This is related to Weibel, Introduction to Homological Algebra, Definition 2.7.7 on pg 64.
An left exact functor $T$ with $p$ variables is called right balanced functor if the following holds.
(1) When any one of covariant variables of $T$ is replaced by an injective, then $T$ becomes an exact functor of remaining variables.
(2) When any one of contravariant variables of $T$ is replaced by a projective, then $T$ becomes an exact functor of remaining variables.
The book gave example as $Hom(A\otimes B, C)$ over some ring $R$. I am aware that $Hom(A,C)$ is right balanced but I could not see $Hom(A\otimes B,C)$ is right balanced.

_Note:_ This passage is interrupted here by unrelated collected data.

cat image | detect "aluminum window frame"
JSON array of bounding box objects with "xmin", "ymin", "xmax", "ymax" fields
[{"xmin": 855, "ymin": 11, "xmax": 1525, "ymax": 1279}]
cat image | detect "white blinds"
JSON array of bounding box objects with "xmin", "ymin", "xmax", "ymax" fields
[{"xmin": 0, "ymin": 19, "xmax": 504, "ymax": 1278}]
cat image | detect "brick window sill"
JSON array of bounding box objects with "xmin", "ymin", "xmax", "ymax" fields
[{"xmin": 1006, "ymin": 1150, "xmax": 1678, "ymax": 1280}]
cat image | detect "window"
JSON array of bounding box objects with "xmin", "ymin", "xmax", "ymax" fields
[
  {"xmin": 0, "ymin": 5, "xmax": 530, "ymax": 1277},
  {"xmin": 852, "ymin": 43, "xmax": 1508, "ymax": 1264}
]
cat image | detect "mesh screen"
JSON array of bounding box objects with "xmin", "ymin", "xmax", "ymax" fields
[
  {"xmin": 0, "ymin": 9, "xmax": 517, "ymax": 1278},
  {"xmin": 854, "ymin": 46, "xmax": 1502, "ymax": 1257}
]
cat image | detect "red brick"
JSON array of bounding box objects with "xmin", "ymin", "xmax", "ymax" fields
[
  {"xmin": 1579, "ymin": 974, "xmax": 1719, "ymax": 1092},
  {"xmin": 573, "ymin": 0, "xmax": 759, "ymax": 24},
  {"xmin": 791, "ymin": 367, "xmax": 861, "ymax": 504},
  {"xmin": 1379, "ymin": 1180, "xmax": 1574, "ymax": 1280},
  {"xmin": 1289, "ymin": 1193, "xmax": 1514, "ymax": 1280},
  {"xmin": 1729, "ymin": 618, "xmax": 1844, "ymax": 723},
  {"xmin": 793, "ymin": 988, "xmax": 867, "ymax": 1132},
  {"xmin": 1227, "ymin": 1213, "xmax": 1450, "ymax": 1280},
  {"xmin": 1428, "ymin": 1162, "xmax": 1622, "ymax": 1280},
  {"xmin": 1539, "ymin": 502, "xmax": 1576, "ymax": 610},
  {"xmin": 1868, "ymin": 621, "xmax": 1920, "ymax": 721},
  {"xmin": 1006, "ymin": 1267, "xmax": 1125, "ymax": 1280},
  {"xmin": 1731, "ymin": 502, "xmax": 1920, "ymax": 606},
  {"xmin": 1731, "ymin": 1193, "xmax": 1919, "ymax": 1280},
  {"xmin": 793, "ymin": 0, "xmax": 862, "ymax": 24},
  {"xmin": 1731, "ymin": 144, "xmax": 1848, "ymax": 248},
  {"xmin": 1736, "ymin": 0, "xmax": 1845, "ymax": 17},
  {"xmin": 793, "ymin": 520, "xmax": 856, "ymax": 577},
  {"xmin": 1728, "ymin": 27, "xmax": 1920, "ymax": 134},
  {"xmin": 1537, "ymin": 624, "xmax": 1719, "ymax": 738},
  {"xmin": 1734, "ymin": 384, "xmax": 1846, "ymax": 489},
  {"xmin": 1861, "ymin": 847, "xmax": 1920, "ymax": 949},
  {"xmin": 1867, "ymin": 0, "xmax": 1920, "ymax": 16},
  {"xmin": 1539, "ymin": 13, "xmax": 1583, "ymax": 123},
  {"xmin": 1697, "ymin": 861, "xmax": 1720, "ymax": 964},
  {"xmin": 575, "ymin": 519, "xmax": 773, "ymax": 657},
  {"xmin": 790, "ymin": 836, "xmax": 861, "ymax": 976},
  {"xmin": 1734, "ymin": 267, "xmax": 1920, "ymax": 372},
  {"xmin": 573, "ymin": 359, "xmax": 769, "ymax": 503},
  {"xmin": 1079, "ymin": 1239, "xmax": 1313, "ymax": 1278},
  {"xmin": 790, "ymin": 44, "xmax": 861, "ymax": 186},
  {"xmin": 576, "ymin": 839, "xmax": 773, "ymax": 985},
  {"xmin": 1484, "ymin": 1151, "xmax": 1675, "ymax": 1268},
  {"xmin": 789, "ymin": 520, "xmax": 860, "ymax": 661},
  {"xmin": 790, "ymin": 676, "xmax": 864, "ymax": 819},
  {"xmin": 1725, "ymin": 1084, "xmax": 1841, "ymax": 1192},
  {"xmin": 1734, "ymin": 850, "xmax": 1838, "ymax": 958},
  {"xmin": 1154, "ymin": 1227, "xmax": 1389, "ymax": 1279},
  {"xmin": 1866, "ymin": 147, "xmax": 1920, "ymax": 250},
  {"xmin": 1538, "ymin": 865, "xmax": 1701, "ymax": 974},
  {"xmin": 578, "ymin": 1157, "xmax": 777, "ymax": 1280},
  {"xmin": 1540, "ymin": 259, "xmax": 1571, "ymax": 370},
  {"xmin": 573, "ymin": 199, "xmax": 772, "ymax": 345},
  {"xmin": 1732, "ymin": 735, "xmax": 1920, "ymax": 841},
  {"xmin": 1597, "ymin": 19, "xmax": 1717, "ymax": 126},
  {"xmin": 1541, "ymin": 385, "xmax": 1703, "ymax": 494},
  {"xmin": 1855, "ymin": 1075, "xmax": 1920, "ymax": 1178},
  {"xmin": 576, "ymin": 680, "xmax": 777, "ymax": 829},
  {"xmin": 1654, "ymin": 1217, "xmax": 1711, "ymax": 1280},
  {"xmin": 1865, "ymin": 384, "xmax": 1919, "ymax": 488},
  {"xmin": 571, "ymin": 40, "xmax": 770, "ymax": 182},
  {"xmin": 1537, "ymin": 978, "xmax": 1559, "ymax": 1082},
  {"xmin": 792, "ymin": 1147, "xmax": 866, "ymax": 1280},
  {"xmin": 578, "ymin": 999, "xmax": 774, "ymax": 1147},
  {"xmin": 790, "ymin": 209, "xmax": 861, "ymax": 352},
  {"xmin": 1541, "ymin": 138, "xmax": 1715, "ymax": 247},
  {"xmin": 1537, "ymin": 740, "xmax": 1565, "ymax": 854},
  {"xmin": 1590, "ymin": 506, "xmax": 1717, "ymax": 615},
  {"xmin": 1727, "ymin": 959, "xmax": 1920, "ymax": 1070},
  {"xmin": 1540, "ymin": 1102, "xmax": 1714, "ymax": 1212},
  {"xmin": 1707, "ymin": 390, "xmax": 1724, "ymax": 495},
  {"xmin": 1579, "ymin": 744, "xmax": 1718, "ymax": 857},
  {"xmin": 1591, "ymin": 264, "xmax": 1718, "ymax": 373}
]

$\textbf{Q:}$ Why is $Hom(A\otimes B,C)$ right balanced? Consider $A$ projective and choose $B$ s.t. $A\otimes B$ non-projective. Then $Hom(A\otimes B,-)$ can't be an exact functor. Take $R=Z, A=Z$ and $B=Z_2$. Then one has to check $Hom(Z_2,-)$ is not exact for some short exact sequence. Consider $0\to Z\xrightarrow{\times 2}Z\to Z_2\to 0$. Apply $Hom(Z_2,-)$ functor. By $Hom(Z_2,Z)=0$, I have $0\to 0\to 0\to Z_2$ where the last map can't be surjection.
My guess the book should mean $Ext^i(Tor^j(A,B),C)$ instead.
I think Weibel is wrong that Hom$(A\otimes B,C)$ is right balanced. Cartan-Eilenberg give the same definition, but they say they know of no example of a balanced functor in three variables.
(Edited to completely change my answer a few minutes after I posted it.)